You cannot run the full Deep Seek model in a Rasperry Pi. It is mathematically impossible to run a 671 billion parameters model on anything less than a cluster of work station GPUs.
What you're talking about is running the distilled versions of the model, which is significantly weaker than the full R1, and while still impressive, it's more for hobby developers than enterprise users.
The real benefit of Deep Seek is the ~20x reduction in enterprise API costs (according to benchmarks - Deep Seek generates more thinking tokens so costs a bit more than it might seem just looking at cost/token vs. O1). That is a consequence of several factors, of which cheaper training costs is only a small contributor.
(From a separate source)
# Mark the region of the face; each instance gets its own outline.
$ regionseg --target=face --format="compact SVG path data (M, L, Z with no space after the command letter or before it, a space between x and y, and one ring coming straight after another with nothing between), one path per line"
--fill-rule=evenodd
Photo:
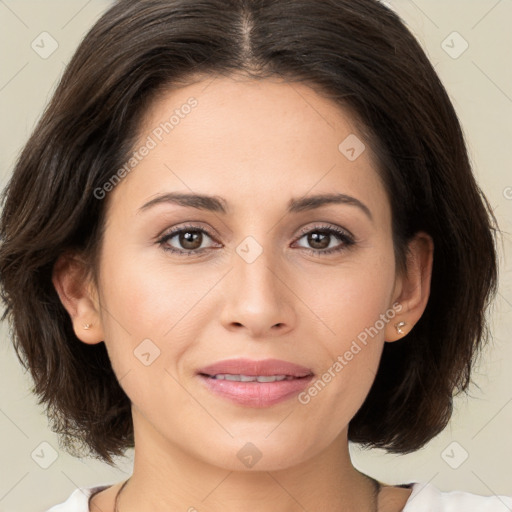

It took Meta ~$60 million to train Llama 3.1. But how much money do you think they spent on engineering resources within the company? A team of ~200 researchers/engineers costs >$250 million a year for a Silicon Valley company to keep around between compensation and benefits. Add that on top of all the GPUs they had to buy to build up infrastructure, the support staff, the building costs, and we're talking a billion dollars a year for a generative AI team. It is well known that Open AI pays its researchers $1 million a year, so they're probably paying even more.
That's the thing that Deep Seek was able to get around, not just from significantly reducing model training costs, but from superior value/currency spent, which is shared by all Chinese companies relative to the West. The cost to train a model is just a fraction of the cost it takes to maintain a viable LLM product. It's everything else where the cost difference makes the most impact, and that's also why I think, longer term, China's real advantage won't be from algorithmic innovations - which will be quickly copied - it'll be from structural advantages, which are far more sustainable.